In August, Revel announced that Ginni Ryan had joined the company as the firm’s new senior vice president of operations, while Danette Opaczewski was hired as Revel’s executive vice president, resident experience and chief operating officer. Together, the two are working to put their respective backgrounds in the service industry to good use.
“It has been really interesting to learn the industry from the ground-up,” explained Opaczewski, who previously worked for Sydell Group, a hospitality owner, developer and operator. “I honestly was not looking into senior housing…but through a hospitality connection [I was] introduced to The Wolff Company and what they were trying to do. What their mission is really connected with me.”
The Wolf Company and Revel are working to pioneer a new model within the senior and independent living industries, one that shifts away from the traditional healthcare-based strategy. Instead, a hospitality-based ideology will drive Revel’s expansion, inspired by boutique hotels and offerings catered to residents’ needs.
“In terms of a healthcare-based model, it’s very regulatory intensive. It’s very clinically intensive,” said Ryan. “You have medications and med management and care plans. Those are all very important, but for an independent living resident who does not need that, they want to be with residents who are also independent.”
Revel Lacey—the firm’s first Puget Sound community—opened in 2018. The 135-unit community features an extensive number of amenities and services for residents, including a 24-hour concierge, housekeeping and laundry, transportation and a community-based travel club. A creative studio, where residents can partake in arts and crafts, as well as a fitness center, theater, spa and salon are also part of the community’s offerings. The “Revel” room serves as an event space for private parties and gatherings, and further entertainment can be found in the game room.
Additionally, Revel offers classes through the Osher Lifelong Learning Institute, virtual community events. With the advent of COVID-19, increased access to technology through tech cafes has also been implemented.
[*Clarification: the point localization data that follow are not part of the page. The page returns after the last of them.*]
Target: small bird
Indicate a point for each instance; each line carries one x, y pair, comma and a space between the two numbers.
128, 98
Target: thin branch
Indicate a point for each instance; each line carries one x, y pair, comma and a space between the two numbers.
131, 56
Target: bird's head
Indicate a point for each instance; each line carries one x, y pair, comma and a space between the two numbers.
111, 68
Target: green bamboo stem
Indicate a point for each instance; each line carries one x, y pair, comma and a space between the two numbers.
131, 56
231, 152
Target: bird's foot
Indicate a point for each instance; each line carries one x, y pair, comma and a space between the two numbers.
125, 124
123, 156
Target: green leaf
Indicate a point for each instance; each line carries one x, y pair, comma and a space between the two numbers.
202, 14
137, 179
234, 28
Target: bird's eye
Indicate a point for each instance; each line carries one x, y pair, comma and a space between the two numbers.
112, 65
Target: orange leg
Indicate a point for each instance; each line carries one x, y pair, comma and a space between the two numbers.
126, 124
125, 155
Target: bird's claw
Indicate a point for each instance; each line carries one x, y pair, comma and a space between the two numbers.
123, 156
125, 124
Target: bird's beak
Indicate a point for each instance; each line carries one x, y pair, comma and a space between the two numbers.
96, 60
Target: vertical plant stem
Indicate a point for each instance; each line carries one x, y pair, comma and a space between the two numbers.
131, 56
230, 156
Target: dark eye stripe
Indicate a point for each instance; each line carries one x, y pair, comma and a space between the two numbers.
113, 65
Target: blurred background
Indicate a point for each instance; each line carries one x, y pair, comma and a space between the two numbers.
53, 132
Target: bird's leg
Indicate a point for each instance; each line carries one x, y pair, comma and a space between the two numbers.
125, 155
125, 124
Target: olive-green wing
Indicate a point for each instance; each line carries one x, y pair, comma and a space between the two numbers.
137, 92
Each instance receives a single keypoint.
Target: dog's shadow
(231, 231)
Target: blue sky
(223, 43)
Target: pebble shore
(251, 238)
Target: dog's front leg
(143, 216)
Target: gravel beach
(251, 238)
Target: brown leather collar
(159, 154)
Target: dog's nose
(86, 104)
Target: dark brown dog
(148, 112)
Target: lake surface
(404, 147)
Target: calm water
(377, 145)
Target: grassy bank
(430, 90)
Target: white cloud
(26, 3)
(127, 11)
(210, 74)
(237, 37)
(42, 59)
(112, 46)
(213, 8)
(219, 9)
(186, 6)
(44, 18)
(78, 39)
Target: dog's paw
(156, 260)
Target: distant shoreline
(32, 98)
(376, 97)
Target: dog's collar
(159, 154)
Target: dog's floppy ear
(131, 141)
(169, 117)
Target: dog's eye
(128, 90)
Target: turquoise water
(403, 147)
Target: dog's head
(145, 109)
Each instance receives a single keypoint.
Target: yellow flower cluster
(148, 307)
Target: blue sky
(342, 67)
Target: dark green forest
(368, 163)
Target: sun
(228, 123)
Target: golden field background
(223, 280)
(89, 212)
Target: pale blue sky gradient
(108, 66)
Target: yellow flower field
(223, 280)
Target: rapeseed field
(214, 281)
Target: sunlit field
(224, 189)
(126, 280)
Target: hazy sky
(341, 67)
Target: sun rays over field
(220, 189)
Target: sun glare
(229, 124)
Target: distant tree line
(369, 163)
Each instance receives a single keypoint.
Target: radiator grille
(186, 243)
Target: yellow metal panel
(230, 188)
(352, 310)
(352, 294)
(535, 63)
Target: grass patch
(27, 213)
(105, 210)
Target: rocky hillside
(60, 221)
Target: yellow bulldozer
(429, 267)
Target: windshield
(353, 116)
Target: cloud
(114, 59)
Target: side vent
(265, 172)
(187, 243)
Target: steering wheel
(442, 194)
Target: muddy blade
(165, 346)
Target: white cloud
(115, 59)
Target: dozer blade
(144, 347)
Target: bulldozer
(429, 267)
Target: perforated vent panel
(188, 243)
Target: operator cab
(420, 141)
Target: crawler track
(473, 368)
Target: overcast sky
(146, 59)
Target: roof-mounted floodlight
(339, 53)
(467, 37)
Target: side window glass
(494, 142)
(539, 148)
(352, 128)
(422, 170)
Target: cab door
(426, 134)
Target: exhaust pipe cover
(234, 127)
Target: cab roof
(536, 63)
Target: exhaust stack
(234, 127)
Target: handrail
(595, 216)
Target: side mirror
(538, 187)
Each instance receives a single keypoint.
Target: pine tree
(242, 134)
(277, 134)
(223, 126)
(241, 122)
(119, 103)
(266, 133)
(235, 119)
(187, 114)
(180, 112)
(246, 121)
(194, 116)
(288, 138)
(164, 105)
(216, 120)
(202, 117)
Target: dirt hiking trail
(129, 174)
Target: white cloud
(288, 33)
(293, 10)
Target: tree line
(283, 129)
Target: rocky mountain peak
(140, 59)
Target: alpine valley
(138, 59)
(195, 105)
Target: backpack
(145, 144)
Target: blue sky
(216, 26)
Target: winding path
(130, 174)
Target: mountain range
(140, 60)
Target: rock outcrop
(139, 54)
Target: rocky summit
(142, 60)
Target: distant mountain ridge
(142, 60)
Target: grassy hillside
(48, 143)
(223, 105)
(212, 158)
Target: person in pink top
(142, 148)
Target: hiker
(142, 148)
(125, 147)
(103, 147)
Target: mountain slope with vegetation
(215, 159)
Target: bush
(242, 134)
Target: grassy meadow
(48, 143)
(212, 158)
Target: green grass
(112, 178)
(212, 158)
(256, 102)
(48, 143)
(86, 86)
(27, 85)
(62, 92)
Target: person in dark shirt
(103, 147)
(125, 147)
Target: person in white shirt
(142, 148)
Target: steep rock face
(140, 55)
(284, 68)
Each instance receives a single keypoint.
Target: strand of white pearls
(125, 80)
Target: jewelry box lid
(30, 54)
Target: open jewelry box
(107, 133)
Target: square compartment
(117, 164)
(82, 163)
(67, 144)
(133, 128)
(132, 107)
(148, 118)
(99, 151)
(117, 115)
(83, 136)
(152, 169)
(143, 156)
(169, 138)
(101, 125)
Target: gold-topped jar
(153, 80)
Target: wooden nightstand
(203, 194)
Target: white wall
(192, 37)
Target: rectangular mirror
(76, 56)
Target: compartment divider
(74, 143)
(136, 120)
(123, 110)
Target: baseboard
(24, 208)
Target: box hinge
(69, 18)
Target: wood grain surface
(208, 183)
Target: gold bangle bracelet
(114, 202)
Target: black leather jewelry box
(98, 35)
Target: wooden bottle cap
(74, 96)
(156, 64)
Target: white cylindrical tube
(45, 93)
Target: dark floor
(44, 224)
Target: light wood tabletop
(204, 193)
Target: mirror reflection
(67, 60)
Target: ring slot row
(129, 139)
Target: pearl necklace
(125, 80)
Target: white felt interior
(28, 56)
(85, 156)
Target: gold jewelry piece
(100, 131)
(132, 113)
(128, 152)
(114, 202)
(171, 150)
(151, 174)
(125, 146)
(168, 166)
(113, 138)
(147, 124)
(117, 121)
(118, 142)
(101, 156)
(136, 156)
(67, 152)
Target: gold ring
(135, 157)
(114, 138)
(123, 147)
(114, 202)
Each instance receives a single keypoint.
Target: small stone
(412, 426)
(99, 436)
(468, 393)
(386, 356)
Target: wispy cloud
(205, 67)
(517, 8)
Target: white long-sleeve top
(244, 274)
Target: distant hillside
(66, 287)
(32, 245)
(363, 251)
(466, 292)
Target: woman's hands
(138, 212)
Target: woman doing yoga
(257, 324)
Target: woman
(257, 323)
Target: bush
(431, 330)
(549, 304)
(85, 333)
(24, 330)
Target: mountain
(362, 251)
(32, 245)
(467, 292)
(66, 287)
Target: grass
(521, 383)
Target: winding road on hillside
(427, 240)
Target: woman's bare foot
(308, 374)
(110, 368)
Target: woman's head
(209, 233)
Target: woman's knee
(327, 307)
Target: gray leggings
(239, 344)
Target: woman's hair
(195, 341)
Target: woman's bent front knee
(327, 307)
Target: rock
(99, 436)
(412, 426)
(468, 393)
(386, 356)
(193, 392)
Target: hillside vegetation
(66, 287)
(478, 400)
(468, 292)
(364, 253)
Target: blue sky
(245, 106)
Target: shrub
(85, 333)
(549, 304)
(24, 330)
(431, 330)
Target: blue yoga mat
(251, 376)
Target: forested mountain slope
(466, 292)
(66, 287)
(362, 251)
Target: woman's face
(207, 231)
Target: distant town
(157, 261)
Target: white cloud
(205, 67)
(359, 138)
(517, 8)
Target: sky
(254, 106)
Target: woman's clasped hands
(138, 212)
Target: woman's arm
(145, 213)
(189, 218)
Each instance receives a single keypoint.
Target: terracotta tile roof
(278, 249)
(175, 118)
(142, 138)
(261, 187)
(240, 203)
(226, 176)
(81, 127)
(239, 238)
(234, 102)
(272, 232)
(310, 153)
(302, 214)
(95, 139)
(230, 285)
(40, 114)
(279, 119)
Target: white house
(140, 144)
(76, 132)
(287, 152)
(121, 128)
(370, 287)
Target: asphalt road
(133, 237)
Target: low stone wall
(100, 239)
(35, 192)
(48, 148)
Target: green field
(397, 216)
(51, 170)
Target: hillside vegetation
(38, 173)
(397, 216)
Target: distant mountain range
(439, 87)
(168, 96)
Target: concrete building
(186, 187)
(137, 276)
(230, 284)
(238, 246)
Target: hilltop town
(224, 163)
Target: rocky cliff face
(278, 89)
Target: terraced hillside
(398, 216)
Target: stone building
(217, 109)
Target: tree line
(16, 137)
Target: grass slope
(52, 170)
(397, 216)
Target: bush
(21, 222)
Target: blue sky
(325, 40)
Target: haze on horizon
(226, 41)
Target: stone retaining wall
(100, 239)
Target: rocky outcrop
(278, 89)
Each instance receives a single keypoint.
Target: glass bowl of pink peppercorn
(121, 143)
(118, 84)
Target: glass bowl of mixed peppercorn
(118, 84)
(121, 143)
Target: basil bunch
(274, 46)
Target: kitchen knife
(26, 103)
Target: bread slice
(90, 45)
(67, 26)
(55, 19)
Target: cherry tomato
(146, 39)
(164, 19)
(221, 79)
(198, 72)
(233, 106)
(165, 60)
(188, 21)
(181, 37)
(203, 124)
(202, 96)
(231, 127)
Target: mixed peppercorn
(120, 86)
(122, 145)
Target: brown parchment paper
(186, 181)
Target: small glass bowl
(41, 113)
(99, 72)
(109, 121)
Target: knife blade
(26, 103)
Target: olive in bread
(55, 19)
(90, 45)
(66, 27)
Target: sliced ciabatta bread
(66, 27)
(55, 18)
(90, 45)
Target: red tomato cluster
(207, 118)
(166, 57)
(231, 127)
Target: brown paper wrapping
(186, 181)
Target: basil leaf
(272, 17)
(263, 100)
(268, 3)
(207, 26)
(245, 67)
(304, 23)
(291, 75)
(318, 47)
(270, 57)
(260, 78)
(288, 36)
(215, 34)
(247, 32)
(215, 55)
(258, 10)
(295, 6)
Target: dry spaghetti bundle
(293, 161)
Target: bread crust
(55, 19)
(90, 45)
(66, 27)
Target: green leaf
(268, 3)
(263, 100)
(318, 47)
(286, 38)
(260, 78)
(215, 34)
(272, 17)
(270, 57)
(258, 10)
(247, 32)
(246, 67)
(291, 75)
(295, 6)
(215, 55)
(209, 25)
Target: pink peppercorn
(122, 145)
This fall, Revel has plans to open a second community in Issaquah. A third community, to be called Revel Kirkland, is planned to open in 2021. The ultimate goal is to tap into the wants and needs of their clientele—a key thread that also drives success and innovation within the hospitality industry.
“Hospitality for me is all about anticipating someone’s needs,” stated Opaczewski. “For example, the boutique hotel industry creates these spaces where you feel a certain energy, and you want to be a part of it. I believe that we can create those communities with that energy for independent living.”
Revel was attracted to the region for a number of reasons, including high job growth rates, a stable job market and strong economy. Revel is hoping to attract either those who are retiring, or a number of parents relocating to be near children who have recently migrated to the emerging tech-center that is the Puget Sound. And, noted both Opaczewski and Ryan, there were not too many independent living communities in the area.
“There wasn’t a lot of great independent living development going on,” said Ryan. “When The Wolff Company saw the need…they [jumped] in with three communities off the bat. We’re excited to work in that market.”
For some, Revel’s expansion comes at a time where senior living communities are under increased scrutiny. But the firm is optimistic about its future in the region. According to Opaczewski, Revel is still seeing leads come back and solid levels of move-ins. Revel and The Wolff Company are also pursuing a number of communities outside of the Puget Sound, including two new developments in Scottsdale, Ariz., one in Palm Desert, Calif., another in Folsom Calif., and a final Revel community in Texas.
“I got out of hospitality when it really crashed,” said Opaczewski. “But multifamily housing and senior housing are still needed…The industry will survive it, and from a real estate perspective, we are cautiously optimistic.”